Costcutter and Palmer & Harvey have pledged to make independent retailers more competitive against supermarket rivals after forming a joint venture company with £5bn worth of “unprecedented purchasing power”.  The new venture, called The Buyco, launches on 7 April and will aim to source and negotiate the lowest possible prices on products for members belonging to both firms.

The move will also see Costcutter add P&H’s 800 stores, including Mace, Supershop and Your Store, to its 1,700 Costcutter and Kwiksave outlets to create the second biggest symbol group behind Booker’s Premier. In return, P&H will move away from retail operations to focus on supplying the stores as part of an eight year distribution deal.

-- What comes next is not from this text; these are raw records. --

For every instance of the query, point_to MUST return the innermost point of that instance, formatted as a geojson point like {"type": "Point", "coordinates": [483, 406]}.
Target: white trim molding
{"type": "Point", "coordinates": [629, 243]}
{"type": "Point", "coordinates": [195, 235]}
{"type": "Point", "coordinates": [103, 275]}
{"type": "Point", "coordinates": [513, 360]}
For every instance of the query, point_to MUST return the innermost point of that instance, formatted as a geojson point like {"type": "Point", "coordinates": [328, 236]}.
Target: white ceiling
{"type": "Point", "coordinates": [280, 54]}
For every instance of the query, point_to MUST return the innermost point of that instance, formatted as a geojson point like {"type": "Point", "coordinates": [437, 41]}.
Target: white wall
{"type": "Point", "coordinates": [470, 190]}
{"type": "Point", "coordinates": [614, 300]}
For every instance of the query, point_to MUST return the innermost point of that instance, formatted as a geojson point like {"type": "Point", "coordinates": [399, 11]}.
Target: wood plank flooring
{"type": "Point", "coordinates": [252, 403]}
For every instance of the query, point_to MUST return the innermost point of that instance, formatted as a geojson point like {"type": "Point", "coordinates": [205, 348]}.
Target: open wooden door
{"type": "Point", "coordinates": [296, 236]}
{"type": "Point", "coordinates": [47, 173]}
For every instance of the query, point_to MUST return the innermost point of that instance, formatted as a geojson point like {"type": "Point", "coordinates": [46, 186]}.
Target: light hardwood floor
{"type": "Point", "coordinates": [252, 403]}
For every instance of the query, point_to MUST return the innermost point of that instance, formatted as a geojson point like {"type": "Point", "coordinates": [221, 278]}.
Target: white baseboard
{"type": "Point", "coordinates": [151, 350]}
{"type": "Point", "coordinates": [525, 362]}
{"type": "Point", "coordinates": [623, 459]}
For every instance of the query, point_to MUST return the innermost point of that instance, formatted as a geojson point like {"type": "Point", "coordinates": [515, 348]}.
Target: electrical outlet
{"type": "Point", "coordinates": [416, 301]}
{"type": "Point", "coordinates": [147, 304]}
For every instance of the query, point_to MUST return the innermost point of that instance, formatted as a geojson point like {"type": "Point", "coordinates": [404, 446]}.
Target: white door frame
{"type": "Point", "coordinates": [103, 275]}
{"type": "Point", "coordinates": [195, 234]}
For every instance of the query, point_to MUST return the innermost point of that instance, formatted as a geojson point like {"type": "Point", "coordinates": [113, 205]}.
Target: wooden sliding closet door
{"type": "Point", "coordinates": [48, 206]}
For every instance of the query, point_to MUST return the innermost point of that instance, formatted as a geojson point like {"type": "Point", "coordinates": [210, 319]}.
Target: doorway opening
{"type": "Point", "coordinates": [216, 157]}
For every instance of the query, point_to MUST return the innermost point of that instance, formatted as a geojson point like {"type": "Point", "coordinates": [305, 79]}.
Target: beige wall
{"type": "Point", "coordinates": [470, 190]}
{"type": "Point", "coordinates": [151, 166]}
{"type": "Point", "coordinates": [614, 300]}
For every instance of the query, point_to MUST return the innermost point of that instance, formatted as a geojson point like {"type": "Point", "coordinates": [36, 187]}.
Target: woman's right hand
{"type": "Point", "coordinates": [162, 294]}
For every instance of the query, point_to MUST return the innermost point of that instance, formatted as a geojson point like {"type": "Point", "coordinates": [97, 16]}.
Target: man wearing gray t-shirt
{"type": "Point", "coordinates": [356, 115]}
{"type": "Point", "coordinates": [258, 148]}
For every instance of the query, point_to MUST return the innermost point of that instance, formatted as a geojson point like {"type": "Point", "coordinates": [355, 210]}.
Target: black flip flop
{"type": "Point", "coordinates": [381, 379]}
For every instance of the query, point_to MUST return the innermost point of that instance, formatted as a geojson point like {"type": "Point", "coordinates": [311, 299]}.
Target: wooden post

Retailers will also be able to take advantage of a new own label range called Independent, which will split into three tiers – Independent Trader, Independent and Independent Specialist. Costcutter CEO Darcy Willson-Rymer said: “This is the largest shake-up in the £34bn convenience sector for some time. It will give us unprecedented purchasing power and, given the rise in multiple convenience, will help us to make independent retailers more competitive.”

P&H managing director Martyn Ward, who takes on the role as CEO for The Buyco, added: “We will create value from volume to leverage the best deals, promotions and exclusive offers for our retailers.” The news was welcomed by Costcutter retailers, including Paul Cheema of Malcolm’s Store in Coventry who said: “The own label range looks the part, and having £5bn of buying power will help us have more control over our own destiny.”

Andrew Stevens, retail analyst at Verdict, said the consolidation would have a “huge impact” on the convenience sector: “The overall package is going to be far more attractive because the buying efficiency it brings can only make prices more attractive to retailers. It will also breed growth for the group as a whole.”